Środki z Funduszu na Transformację zostaną wykorzystane na pokrycie bieżących kosztów, które rosną. Jak podaje JSW, decyzja została podjęta po dokładnej analizie sytuacji finansowej firmy, z myślą o jej dalszym rozwoju i utrzymaniu płynności finansowej. – W związku z niekorzystną koniunkturą na rynku stali oraz niższym wydobyciem, które jest związane m.in. z zeszłorocznymi pożarami ścian w kopalniach Pniówek i Budryk, dbając o dobro firmy, postanowiliśmy sięgnąć po część naszych oszczędności zgromadzonych w Funduszu Inwestycyjnym Zamkniętym – wyjaśnia Ryszard Janta, prezes JSW. Zgodę na umorzenie certyfikatów FIZ musi wyrazić jeszcze rada nadzorcza.
Przyczyny decyzji
Jakub Szkopek, analityk Erste Securities, wskazuje, że poza kwestiami rynkowymi, jak spadek cen węgla koksującego i energetycznego, być może jedną z przyczyn sięgnięcia po środki z funduszu są problemy geologiczne. – Problemem w spółce może być jednak niespójna komunikacja.
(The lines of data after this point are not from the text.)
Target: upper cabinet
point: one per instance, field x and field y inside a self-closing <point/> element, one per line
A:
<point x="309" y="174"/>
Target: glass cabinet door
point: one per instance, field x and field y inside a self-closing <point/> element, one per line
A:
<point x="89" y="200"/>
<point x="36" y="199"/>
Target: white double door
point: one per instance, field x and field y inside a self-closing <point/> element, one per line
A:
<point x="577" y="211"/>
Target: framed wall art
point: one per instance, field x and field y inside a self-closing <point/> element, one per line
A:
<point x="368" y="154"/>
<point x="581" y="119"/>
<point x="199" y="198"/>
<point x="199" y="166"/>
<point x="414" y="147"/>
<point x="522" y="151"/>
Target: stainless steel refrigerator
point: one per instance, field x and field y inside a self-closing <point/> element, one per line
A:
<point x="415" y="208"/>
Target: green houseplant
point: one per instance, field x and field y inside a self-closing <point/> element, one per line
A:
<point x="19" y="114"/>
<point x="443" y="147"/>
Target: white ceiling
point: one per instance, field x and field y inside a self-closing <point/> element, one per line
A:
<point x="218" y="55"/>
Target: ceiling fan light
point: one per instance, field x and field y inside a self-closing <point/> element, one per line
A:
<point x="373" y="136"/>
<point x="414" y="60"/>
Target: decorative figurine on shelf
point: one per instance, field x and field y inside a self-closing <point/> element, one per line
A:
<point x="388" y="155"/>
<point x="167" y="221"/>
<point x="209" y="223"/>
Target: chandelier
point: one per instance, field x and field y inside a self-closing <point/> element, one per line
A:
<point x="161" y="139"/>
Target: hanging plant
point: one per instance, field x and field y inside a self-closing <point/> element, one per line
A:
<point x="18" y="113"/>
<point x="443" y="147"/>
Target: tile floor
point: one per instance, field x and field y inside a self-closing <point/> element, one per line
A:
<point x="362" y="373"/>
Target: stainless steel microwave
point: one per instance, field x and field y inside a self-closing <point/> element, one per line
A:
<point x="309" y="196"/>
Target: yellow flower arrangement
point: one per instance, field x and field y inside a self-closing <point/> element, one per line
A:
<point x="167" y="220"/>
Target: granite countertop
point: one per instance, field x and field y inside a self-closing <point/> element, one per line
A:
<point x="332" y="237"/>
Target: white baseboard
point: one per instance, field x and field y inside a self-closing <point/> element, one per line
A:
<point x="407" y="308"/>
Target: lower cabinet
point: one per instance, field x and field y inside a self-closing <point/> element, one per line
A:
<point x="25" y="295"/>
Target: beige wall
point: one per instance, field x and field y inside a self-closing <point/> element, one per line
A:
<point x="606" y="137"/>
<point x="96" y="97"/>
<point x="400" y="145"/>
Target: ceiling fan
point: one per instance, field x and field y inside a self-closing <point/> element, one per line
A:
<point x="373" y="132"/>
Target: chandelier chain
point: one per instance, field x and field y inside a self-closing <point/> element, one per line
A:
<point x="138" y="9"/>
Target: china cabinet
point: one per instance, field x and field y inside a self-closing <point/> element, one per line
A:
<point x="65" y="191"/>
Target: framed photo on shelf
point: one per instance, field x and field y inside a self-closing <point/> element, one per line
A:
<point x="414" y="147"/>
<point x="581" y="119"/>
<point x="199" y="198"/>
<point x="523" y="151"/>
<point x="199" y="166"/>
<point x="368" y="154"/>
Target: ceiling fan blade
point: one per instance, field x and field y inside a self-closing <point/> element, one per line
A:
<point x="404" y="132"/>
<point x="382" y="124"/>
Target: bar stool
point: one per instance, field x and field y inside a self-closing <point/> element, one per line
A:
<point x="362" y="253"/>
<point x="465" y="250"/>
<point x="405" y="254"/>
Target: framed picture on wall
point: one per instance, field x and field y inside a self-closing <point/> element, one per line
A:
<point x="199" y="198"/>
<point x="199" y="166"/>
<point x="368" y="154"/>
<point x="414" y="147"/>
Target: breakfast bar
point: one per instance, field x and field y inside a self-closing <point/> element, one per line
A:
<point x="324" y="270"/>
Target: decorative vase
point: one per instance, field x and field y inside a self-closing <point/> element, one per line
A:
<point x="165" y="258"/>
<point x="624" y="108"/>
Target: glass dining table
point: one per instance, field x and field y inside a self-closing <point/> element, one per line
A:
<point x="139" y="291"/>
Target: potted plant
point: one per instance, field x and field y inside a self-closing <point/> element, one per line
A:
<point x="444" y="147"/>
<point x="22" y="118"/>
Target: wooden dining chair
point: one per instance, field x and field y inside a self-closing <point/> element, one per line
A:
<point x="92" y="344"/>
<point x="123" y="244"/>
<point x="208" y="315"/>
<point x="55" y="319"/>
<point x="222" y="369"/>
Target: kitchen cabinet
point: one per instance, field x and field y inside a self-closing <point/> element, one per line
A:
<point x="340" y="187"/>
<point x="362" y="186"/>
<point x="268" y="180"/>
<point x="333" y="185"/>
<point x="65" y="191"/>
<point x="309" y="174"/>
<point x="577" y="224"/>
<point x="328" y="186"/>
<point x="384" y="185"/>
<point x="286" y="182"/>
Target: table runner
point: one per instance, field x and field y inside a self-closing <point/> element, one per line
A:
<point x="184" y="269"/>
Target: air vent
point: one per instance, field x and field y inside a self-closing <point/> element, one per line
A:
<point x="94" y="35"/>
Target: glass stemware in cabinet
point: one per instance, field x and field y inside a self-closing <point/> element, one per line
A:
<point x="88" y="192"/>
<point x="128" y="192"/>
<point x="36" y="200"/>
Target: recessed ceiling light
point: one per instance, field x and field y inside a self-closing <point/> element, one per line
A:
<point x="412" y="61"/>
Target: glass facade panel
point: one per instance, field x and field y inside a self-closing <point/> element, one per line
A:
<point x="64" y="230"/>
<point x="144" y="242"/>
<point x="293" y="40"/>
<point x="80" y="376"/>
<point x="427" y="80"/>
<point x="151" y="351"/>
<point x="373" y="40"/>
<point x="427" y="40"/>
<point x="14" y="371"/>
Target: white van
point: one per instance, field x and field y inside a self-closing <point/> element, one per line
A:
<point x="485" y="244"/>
Na konferencji po wynikach za I kw. 2024 r. nowy zarząd zapowiedział, że w 2025 r. chce być ponownie spółką dywidendową. Teraz z kolei słyszymy o konieczności sięgnięcia do Funduszu Stabilizacyjnego. Tymczasem zapisy umowy konsorcjalnej z bankami przewidują, że 12 miesięcy od momentu wypłaty środków z tego Funduszu nie może zostać wypłacona dywidenda – dodaje analityk.
Kolejny problem – nowa kopalnia
Zdaniem Szkopka kolejny problem to przyszłość kopalni Bzie II. – Inwestycja pochłonęła 3–4 mld zł. Mamy tam obecnie jedną ścianę w eksploatacji, a być może zarząd – jak sugerował ostatnio w Katowicach – będzie rozważał przerzucenie sprzętu i ludzi na inne fronty – zaznacza analityk.
Czytaj więcej
Zarząd Jastrzębskiej Spółki Węglowej podjął decyzję o sięgnięciu po środki zaoszczędzone w Funduszu Inwestycyjnym Zamkniętym (FIZ). Zostaną wykorzystane na finansowanie bieżącej działalności grupy. Firma odnotowała w I kw. stratę netto.
W maju wiceprezes JSW Adam Rozmus przyznał, że przed spółką jest bardzo ważna decyzja dotycząca ruchu Bzie. – Był duży program dotyczący budowy kopalni Bzie, natomiast pewne uwarunkowania, które się zmieniły – m.in. brak koncesji na wydobycie – powodują, że jesteśmy w zupełnie innym miejscu. W związku z tym przed zarządem decyzje dotyczące formuły funkcjonowania tamtego obszaru górniczego – zapowiedział wówczas.